Africa has one billion inhabitants, and its largest trading partner is not Europe but China. The trade between the two grows at an approximate annual rate of 31 percent, and it increased from $10.6 billion in 2001 to $132 billion in 2010 and $166 billion in 2011; it’s favorable to Africa, because $93 billion was in African exports. Chinese engineering contracts in Africa surpassed $132 billion in 2010. More than a third of these transactions were with South Africa and, after the agreement between the BRICS, this trade will now take place in rands and RMBs, which is already the reserve currency in other African countries. The biggest bank in Africa, Standard Bank, predicted that by 2015, more than $100 billion of African trade would be paid in RMBs.

Trade between India and Africa has also increased. On March 17, the second summit between India and the African ministers of commerce took place in New Delhi, where the stated objective was to increase the bilateral trade of $62 billion in 2011 to $90 billion in 2015.

It can be assumed that the trade between India and South Africa, which is at $8 billion, will take place in rupees and rands, according to the agreement between the BRICS.

China seems determined to impose the RMB as a strong currency for investment and trade. About 70,000 Chinese companies use the RMB in their Asian operations. In January, China and the United Arab Emirates agreed to abandon the dollar and use their own currencies in oil transactions. This is a currency swap for ¥35 billion ($5.5 billion). This agreement with the UAE, and the exclusion of Iran from the area of the dollar, pose a threat to the petrodollar system.

The United States has ceased to be the principal buyer of Saudi oil; it is now China, who in February imported 1.39 million barrels.

At the moment, construction is beginning on a large Chinese-Saudi oil refinery, and trade between the two countries is growing at a galloping rate. It is very probable that discreet agreements between the two are contemplating the payment of oil in RMBs.

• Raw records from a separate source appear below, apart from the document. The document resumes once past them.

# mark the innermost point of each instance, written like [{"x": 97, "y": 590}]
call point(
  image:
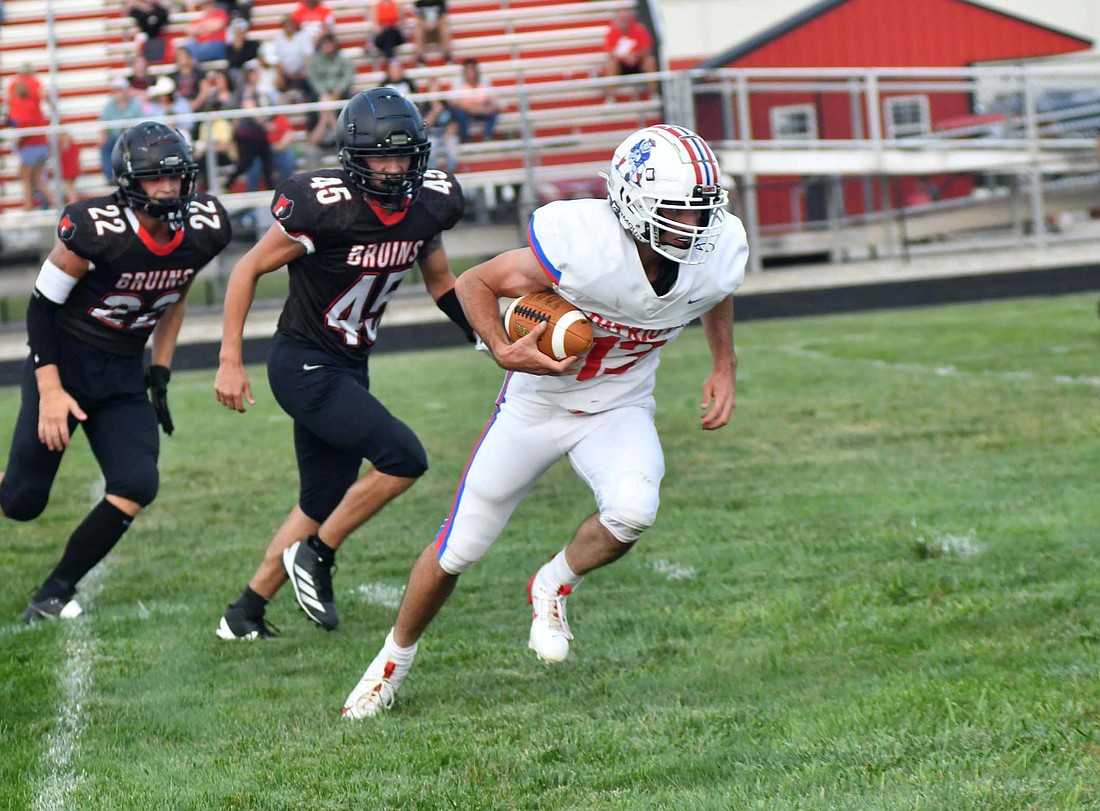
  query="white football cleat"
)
[
  {"x": 550, "y": 635},
  {"x": 377, "y": 690}
]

The necessity of substituting the dollar as the principal currency for international trade and finance is each time more evident. A currency of unstable value, which in collusion with the Federal Reserve stars in fraudulent financial chaos, cannot be the currency of reference.

The prescription

A UN report foresees “a new global reserve system … that will not be based on the U.S. dollar as the only principal reserve currency.” The International Monetary Fund has also issued reports that recognize this necessity: One entitled “Reserve Accumulation and International Monetary Stability” recalls the prescription of John Maynard Keynes at Bretton Woods: the “bancor,” which would be issued by an International Central Bank. In the present conditions of absolute political predominance over the rest of society by the financial sector, this — which was recommended at the time — seems unwise. It would certainly result in increasing global corruption and further guilty collaboration between Wall Street and the City, which now characterizes [the relationship between] the Federal Reserve and the Bank of England.

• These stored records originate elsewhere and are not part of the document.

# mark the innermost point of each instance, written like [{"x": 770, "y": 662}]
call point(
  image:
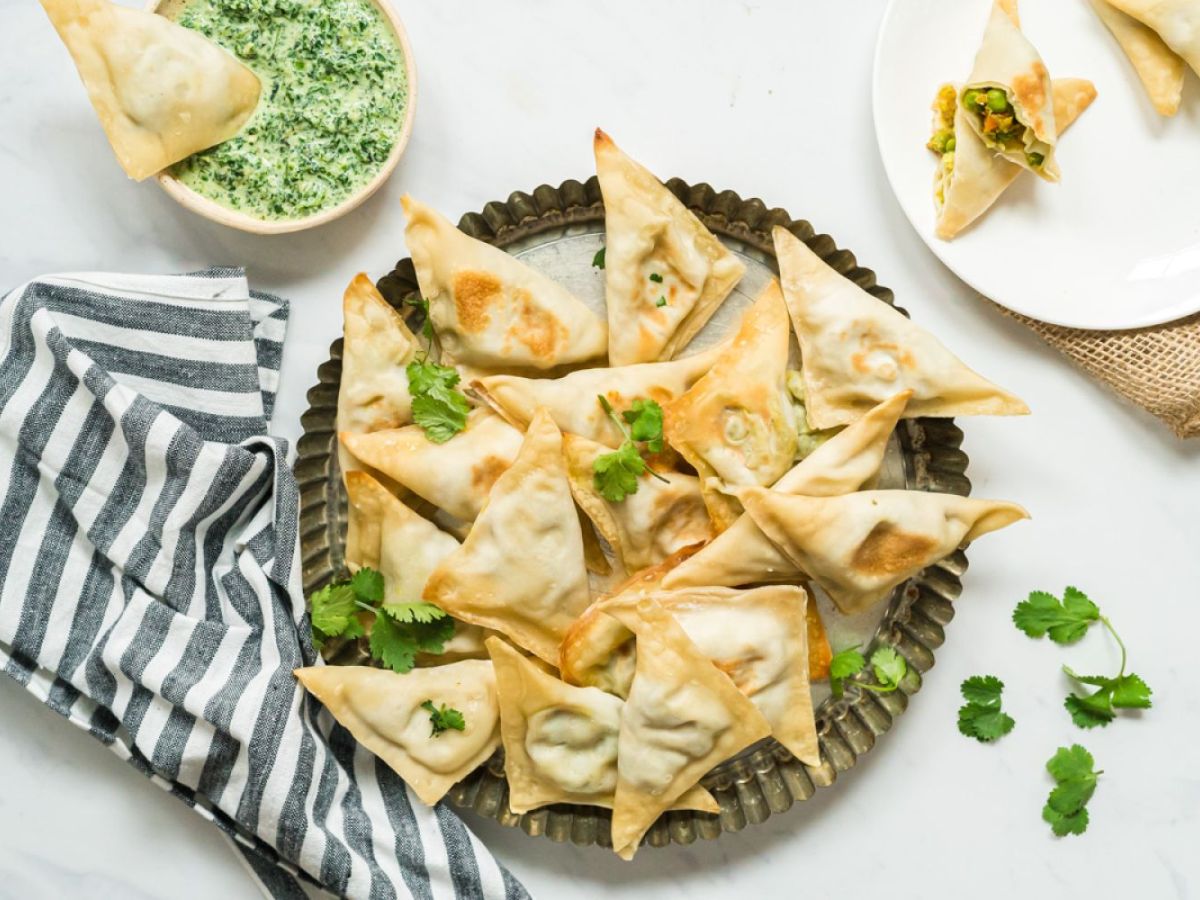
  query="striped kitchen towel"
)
[{"x": 150, "y": 585}]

The answer must start with the obvious; as Yaroslav Lissovolik of Deutsche Bank said, “The euro and dollar are no longer seen as unquestionable monopolies in the role of reserve currencies. Clearly the world needs more reserve currencies.” The financial aggression against Iran for domination of nuclear technology, the “monetary tsunami” of the grand monetary injection to reward corrupt bankers and the ridiculous freezing the accounts of Mrs. Assad for some suspected purchases, which were in fact legal, are acts that demonstrate to the world the irrational abuses of the present financial system and the urgent need for change.

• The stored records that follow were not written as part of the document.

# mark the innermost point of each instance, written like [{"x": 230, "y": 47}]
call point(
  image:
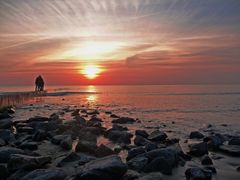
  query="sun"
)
[{"x": 91, "y": 71}]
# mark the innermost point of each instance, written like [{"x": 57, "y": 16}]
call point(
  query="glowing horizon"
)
[{"x": 137, "y": 41}]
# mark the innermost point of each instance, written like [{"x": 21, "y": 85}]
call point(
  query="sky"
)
[{"x": 129, "y": 41}]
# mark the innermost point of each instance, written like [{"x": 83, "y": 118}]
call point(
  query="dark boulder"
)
[
  {"x": 107, "y": 168},
  {"x": 198, "y": 174},
  {"x": 233, "y": 150},
  {"x": 19, "y": 161},
  {"x": 140, "y": 141},
  {"x": 121, "y": 137},
  {"x": 103, "y": 150},
  {"x": 234, "y": 141},
  {"x": 135, "y": 151},
  {"x": 66, "y": 143},
  {"x": 25, "y": 129},
  {"x": 138, "y": 163},
  {"x": 157, "y": 136},
  {"x": 45, "y": 174},
  {"x": 198, "y": 149},
  {"x": 3, "y": 172},
  {"x": 206, "y": 160},
  {"x": 196, "y": 135},
  {"x": 6, "y": 152},
  {"x": 7, "y": 135},
  {"x": 142, "y": 133},
  {"x": 131, "y": 175},
  {"x": 214, "y": 141},
  {"x": 124, "y": 120},
  {"x": 29, "y": 146},
  {"x": 86, "y": 146},
  {"x": 5, "y": 123},
  {"x": 152, "y": 176}
]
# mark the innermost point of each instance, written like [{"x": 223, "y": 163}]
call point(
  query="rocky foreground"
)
[{"x": 42, "y": 148}]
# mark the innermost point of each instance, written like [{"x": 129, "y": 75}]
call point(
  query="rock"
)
[
  {"x": 159, "y": 164},
  {"x": 234, "y": 141},
  {"x": 45, "y": 174},
  {"x": 198, "y": 174},
  {"x": 150, "y": 146},
  {"x": 29, "y": 145},
  {"x": 2, "y": 142},
  {"x": 93, "y": 112},
  {"x": 214, "y": 141},
  {"x": 137, "y": 163},
  {"x": 6, "y": 152},
  {"x": 157, "y": 136},
  {"x": 4, "y": 115},
  {"x": 80, "y": 120},
  {"x": 151, "y": 176},
  {"x": 19, "y": 161},
  {"x": 233, "y": 150},
  {"x": 118, "y": 128},
  {"x": 196, "y": 135},
  {"x": 114, "y": 116},
  {"x": 25, "y": 129},
  {"x": 69, "y": 158},
  {"x": 163, "y": 160},
  {"x": 66, "y": 143},
  {"x": 103, "y": 150},
  {"x": 206, "y": 160},
  {"x": 58, "y": 139},
  {"x": 121, "y": 137},
  {"x": 5, "y": 123},
  {"x": 40, "y": 135},
  {"x": 134, "y": 152},
  {"x": 107, "y": 168},
  {"x": 140, "y": 141},
  {"x": 142, "y": 133},
  {"x": 3, "y": 172},
  {"x": 86, "y": 146},
  {"x": 124, "y": 120},
  {"x": 131, "y": 175},
  {"x": 38, "y": 119},
  {"x": 212, "y": 169},
  {"x": 198, "y": 149},
  {"x": 85, "y": 159},
  {"x": 6, "y": 135}
]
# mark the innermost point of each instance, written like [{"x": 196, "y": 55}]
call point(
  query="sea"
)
[{"x": 175, "y": 109}]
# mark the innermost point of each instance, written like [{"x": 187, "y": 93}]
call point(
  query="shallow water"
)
[{"x": 176, "y": 110}]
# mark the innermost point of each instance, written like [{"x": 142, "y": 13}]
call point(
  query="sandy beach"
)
[{"x": 58, "y": 137}]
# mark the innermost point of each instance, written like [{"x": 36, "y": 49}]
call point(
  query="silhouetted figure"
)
[{"x": 39, "y": 84}]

In Delhi, a development bank sponsored by the BRICS also agreed that it would use a basket of their currencies in lending to other developing countries. A new stability, since the economies of the BRICS have the most stable growth. This would be a good starting point to erase the traces of the Bretton Woods agreements that imposed the World Bank, the IMF and the U.S. dollar as the arbiters of international finance.